En los mapas mudos, aquellos en los que nos ponían a ubicar accidentes geográficos, no aparecía. En nuestros libros de texto no era más que una fotografía y una alusión al hoyo soplador o a las cuevas donde un pirata supuestamente escondió sus tesoros. Se decía por ahí que había cocos, muchos cocos y gente negra que hablaba raro y practicaba religiones extrañas. Crecimos escuchando un chiste verde y malo de una mujer en un avión que disimulaba el coito con su pareja señalando a cada uno de los pasajeros y preguntándoles —acaballada en la pelvis del hombre— si iban para San Andrés.

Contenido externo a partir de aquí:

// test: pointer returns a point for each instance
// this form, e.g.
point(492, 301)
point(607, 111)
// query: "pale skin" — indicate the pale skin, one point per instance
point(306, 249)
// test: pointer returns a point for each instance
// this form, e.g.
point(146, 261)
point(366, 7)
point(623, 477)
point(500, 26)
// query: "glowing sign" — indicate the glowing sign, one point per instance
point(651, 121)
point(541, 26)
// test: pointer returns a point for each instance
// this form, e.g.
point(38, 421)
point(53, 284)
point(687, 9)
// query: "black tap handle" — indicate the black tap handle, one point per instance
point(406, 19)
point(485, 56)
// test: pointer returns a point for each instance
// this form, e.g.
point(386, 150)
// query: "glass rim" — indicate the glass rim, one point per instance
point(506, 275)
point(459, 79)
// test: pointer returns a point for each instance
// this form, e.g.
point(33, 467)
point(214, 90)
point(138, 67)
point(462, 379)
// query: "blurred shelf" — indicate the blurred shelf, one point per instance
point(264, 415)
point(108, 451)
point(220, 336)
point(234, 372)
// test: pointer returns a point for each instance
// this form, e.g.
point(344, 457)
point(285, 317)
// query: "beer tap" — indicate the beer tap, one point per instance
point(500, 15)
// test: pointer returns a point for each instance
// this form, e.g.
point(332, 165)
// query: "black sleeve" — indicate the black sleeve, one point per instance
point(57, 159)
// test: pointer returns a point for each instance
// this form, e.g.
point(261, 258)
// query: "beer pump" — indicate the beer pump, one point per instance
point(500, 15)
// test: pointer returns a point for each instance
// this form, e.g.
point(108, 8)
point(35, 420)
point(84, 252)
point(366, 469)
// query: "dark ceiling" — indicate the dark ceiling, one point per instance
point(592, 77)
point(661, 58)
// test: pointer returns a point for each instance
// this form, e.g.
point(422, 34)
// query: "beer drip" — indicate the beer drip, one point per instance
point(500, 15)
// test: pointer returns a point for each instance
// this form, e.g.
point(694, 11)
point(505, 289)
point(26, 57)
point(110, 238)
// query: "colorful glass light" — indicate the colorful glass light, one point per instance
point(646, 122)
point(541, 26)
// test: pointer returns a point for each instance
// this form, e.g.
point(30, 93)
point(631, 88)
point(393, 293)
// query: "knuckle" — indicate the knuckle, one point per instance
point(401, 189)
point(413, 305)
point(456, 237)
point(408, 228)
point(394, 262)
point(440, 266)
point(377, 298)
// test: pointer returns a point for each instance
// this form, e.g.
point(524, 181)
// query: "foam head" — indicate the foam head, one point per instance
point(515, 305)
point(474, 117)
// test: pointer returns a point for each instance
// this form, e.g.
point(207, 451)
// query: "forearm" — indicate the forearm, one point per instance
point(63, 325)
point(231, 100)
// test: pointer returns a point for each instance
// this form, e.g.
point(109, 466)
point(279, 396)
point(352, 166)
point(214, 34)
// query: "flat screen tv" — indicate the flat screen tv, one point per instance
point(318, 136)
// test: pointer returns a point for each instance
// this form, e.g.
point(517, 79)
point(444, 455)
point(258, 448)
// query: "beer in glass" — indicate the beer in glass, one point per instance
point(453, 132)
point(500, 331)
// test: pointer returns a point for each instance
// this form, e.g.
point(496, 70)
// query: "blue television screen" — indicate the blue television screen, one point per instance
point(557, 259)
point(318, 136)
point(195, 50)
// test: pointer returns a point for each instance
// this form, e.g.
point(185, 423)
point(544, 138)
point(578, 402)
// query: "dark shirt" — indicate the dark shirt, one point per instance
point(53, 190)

A medida que interrogaba aumentaba el ritmo de sus movimientos. En el clímax, celebraba con júbilo la certeza: “¡Todos vamos pa’ San Andrés!, ¡todos vamos pa’ San Andrés!”. La sexualidad y el erotismo asociados al archipiélago de San Andrés, Providencia y Santa Catalina venían de antes. En una nota de septiembre de 1958 el periódico La Nación, de Costa Rica, decía que “los nativos [eran] gente de color, esbeltos, fornidos y de muy buen físico” y que “la mayoría de ellos [eran] verdaderos prototipos raciales y anatómicos”. Tiempo después, los cronistas nacionales —incluyendo a Gonzalo Arango— se convertirían en caja de resonancia de todo esto y más. Si uno hace una revisión sistemática de los textos que se publicaban en la prensa sobre el archipiélago no encontrará más que borracheras memorables de periodistas, intelectuales y actores en turismo, contrabando, concursos de tangas y la fórmula retórica barata de comparar a las mulatas con palmeras. La cereza —o el coco— del pastel la pondría Eduardo Carranza. En 1971 algunos de sus versos sencillos se convertirían en el himno oficial de San Andrés, Providencia y Santa Catalina.
La cosa todavía venía de mucho más atrás. Las islas fueron durante mucho tiempo solo un lugar de contrabando donde cagaban las aves y se exiliaba a los revoltosos de la nación. Después se trató de integrarlas al territorio nacional con un proyecto turístico que ponía, como suele pasar, a la gente en el mismo nivel de exotismo del paisaje; se colocó uno que otro busto por ahí y se bautizaron sitios con los nombres de los héroes de la patria. Pero los vientos también son antiguos. En 1879 Joaquín Esguerra Ortiz publicó el Diccionario geográfico de los Estados Unidos de Colombia y cuando se refirió a Providencia dijo: “En dos años continuos ha sido azotada por la calamidad de los huracanes, y últimamente sufrió mucho con el del 26 y 27 de septiembre de 1877, quedando sus vecinos sin sementeras para cosechar los principales frutos que constituyen su alimentación”. Hoy el panorama es parecido o peor en Providencia y Santa Catalina. “No te imaginas lo que fue. Es algo de una fuerza descomunal”, me escribió un amigo cuando pudo acceder a la señal desde su celular más de cinco días después de la tragedia.
No hacía falta un huracán categoría cinco. Un simple viento tropical hubiera dejado sin techo y sin piso el débil discurso y las acciones de incorporación del archipiélago a la nación colombiana. El problema es que ahora se desnudó la anomalía histórica —y lo de desnudo es literal— a costa de la muerte de una persona y de incalculables pérdidas materiales.
Es hora de que el país revise la manera fallida en que ha intentado sumar estos territorios al remedo de nación. Es un hecho que la falta de inclusión y el poco conocimiento de la condición del otro hicieron que en este país la única alternativa para construir nación sean el lamento y la caridad después de la tragedia.